As the Delco Times reported today, changes are coming to the ChesCo skyline. The outlet broke news earlier that Kimberly Clark has begun the demolition process in a broader conversion project to its Industrial Highway area plant.

The 1.8 million square foot facility will be updated to a 26-megawatt co-generation operation utilizing natural gas instead of coal for energy generation, per plant manager Jeff Hutter. Importantly, many in the area will benefit from this project. It is expected to invest around $150 million, will maintain its 570 jobs, and will help curb carbon emissions by 150,000 metric tons, a cut by roughly 40%.

The Kimberly Clark plant has been a part of SEPA for decades but is changing with the times; its conversion from coal to natural gas is an important bellwether and development for the state’s energy infrastructure.

To foster the development and production of Pennsylvania natural gas – which in turn begets lower carbon emissions, economic development, and job creation – the infrastructure must precede wells and new production. The old adage of not putting the cart before the horse is truly applicable to Pennsylvania natural gas.

For our energy sector to be effective, necessary channels must be in place first, essentially the horse. This means pipeline infrastructure and processing facilities.

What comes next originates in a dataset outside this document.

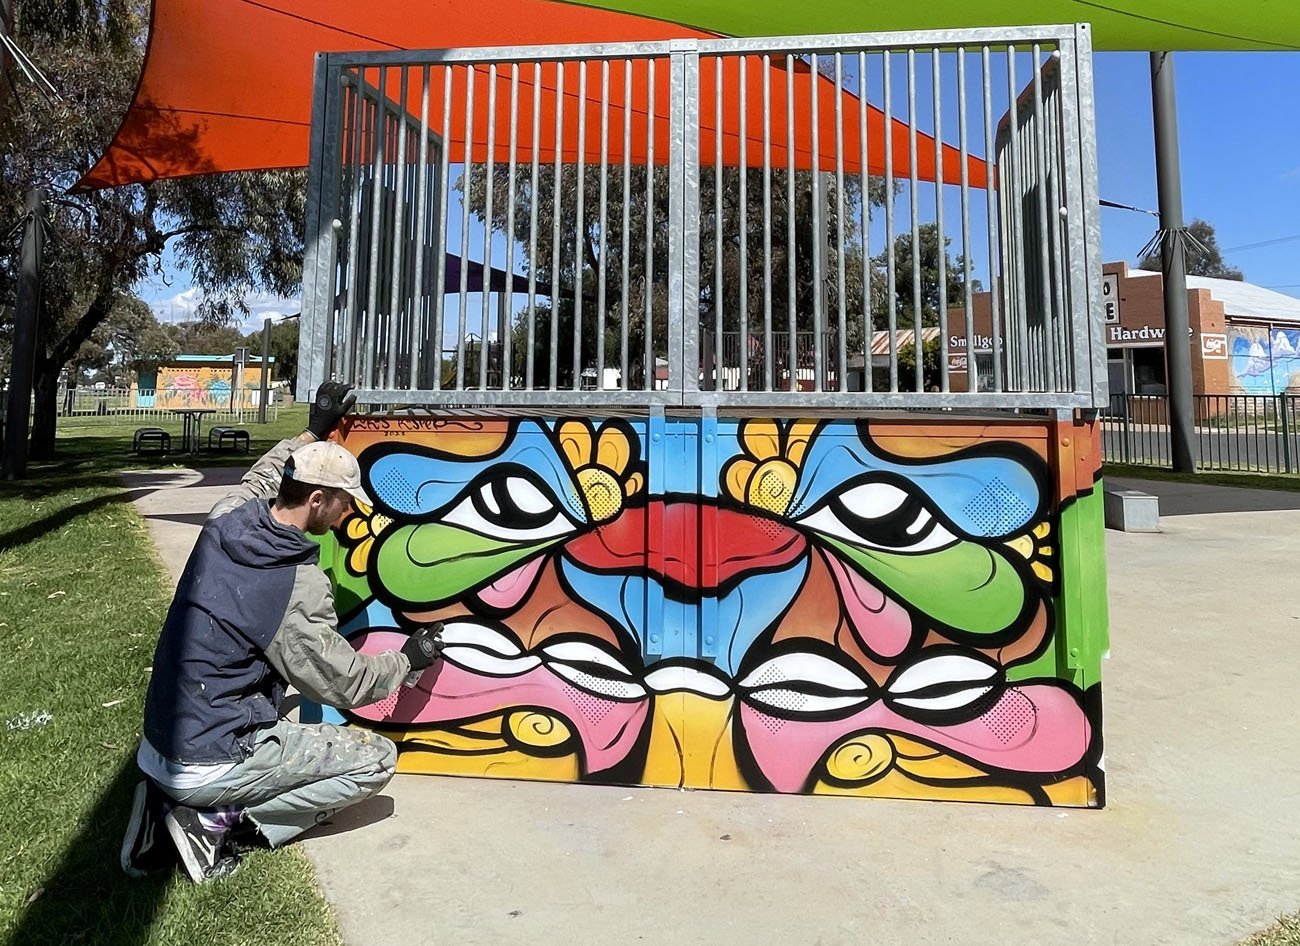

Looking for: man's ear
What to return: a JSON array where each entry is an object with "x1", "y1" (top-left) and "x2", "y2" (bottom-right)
[{"x1": 308, "y1": 487, "x2": 327, "y2": 508}]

Natural gas is also helping improve the state’s energy portfolio, reducing our reliance on coal. The more resources we are able to incorporate the stronger and more resilient our baseload, this means plenty of preparedness for cold Pennsylvania winters and the opportunity to lower costs in residential and commercial settings.

What’s more, natural gas development brings with it the opportunity to update old infrastructure. Much of the story of the Kimberly Clark plant is its thirty-year history in the area. It will now join modern energy infrastructure projects thanks to natural gas, and should set an example to other operators in the state for what is possible.

All in all the Kimberly Clark project is a welcome development for Pennsylvania and natural gas. Every day we are seeing improvement and progress.